Variole du singe : 277 cas recensés en France, dont une femme

Paris, mercredi 22 juin 2022 : 94 nouveaux cas ont été enregistrés en France en cinq jours, dont pour la première fois une femme.

Jusqu’à il y a deux mois, le monkeypox, une zoonose causée par un poxvirus proche de celui de la variole “classique”, n’était connu que d’une poignée de virologues et de spécialistes des maladies tropicales. Mais depuis début mai, des milliers de cas ont été signalés en Occident, principalement en Europe, et le virus est désormais surveillé par diverses agences épidémiologiques nationales et internationales.

Plus de 500 cas au Royaume-Uni

En France, le dernier bilan de Santé publique France, publié mardi, fait état de 277 cas confirmés en laboratoire (dont 195 en Ile-de-France) depuis le 7 mai, dont 94 observations supplémentaires depuis le 15 juin. Pour la première fois depuis le début de cette flambée épidémique, un cas a été détecté chez une femme, sans que son mode de contamination ait été déterminé. 78% des cas investigués avaient une éruption génito-anale, 70% de fièvre et 69% d’adénopathies. Aucun cas grave ou décès n’a été signalé.

Dans le monde, il y avait plus de 2 100 cas confirmés au 15 juin, et les pays les plus touchés étaient le Royaume-Uni (524 cas), l’Espagne (313 cas) et l’Allemagne (263 cas). Un seul décès dû au virus a été confirmé au Nigeria. Le virus étant déjà bien implanté en Europe, où 84 % des cas ont été détectés, l’Organisation mondiale de la santé (OMS) ne fait plus la distinction entre les zones classées endémiques (Afrique centrale et occidentale) et non endémiques.

Vacciner les homosexuels à risque ?

Bien que le cas féminin détecté en France montre que la variole peut toucher n’importe quel individu, la maladie semble toucher presque exclusivement les hommes ayant des rapports sexuels avec des hommes (HSH). Si Santé Publique France préfère parler pudiquement de « cas qui surviennent principalement mais pas exclusivement chez les HSH », les données analysées dans d’autres pays européens sont plus explicites. Ainsi, sur les 19 cas étudiés au Portugal, 18 sont homosexuels et 14 sont séropositifs. Les quatre premiers cas italiens sont des homosexuels (dont deux séropositifs), dont trois ont participé à un festival gay en Espagne et un est un “travailleur du sexe”. Enfin, l’UKHSA, l’équivalent britannique de Santé publique France, note que sur les 152 patients interrogés, 151 s’identifient comme homosexuels ou bisexuels.
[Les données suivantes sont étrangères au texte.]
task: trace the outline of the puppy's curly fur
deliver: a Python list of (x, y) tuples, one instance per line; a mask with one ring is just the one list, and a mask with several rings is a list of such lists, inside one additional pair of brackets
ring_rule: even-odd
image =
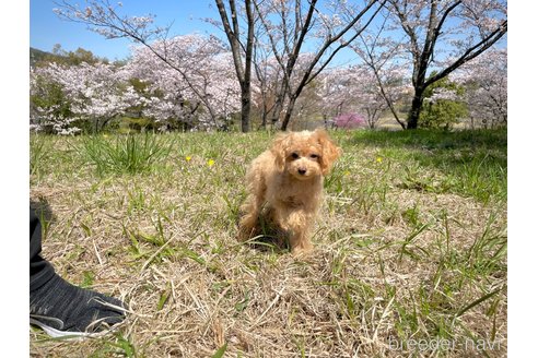
[(241, 206), (238, 239), (244, 241), (258, 234), (258, 217), (267, 206), (270, 222), (289, 236), (292, 253), (309, 251), (324, 177), (341, 153), (321, 129), (279, 134), (272, 147), (254, 159), (247, 170), (249, 194)]

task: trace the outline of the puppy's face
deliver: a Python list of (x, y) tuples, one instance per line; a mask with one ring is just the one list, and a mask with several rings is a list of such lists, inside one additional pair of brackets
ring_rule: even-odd
[(330, 172), (332, 163), (341, 150), (332, 143), (324, 130), (280, 134), (271, 148), (276, 166), (299, 180), (308, 180)]

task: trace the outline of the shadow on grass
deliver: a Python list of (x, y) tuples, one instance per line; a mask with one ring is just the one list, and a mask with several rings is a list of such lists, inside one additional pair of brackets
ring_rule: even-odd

Malgré cette surreprésentation des homosexuels parmi les personnes infectées, les experts ne savent toujours pas si la variole est à proprement parler une maladie sexuellement transmissible, la transmission pouvant être facilitée par la simple promiscuité sexuelle. En tout cas, ces chiffres ont conduit le Royaume-Uni à changer sa stratégie de lutte contre le virus. Désormais, la vaccination contre la variole n’est plus recommandée uniquement pour les cas contacts, mais pour tous les hommes gais considérés à risque parce qu’ils ont plusieurs partenaires sexuels. Les règles d’accès aux vaccins sont désormais alignées sur celles de la PrEP.

Une conspiration de labos ou de singes ?

Source d’interrogations sur son mode de transmission, la variole est, comme toute pandémie, l’objet de théories du complot. Certains internautes n’hésitent pas à faire le lien entre l’épidémie actuelle et la vaccination contre le Covid-19, qui leur apparaît comme la mère de tous les maux. Ces scientifiques en herbe prennent le fait prouvé que le vaccin Covid d’AstraZenecca est basé sur un adénovirus de chimpanzé, à la conclusion complètement fausse que les éruptions de monkeypox sont en fait une réaction au vaccin.

Mais comme l’Inserm le rappelait dans un communiqué du 23 mai, non seulement l’adénovirus utilisé dans le vaccin britannique et le vaccin monkeypox sont complètement différents, mais surtout le vaccin monkeypox n’a rien à voir avec nos cousins ​​singes ! Cette maladie porte le nom d’une épidémie survenue chez des singes dans un zoo de Copenhague en 1970. AstraZenecca n’a rien à voir avec cela, sans parler des pauvres chimpanzés.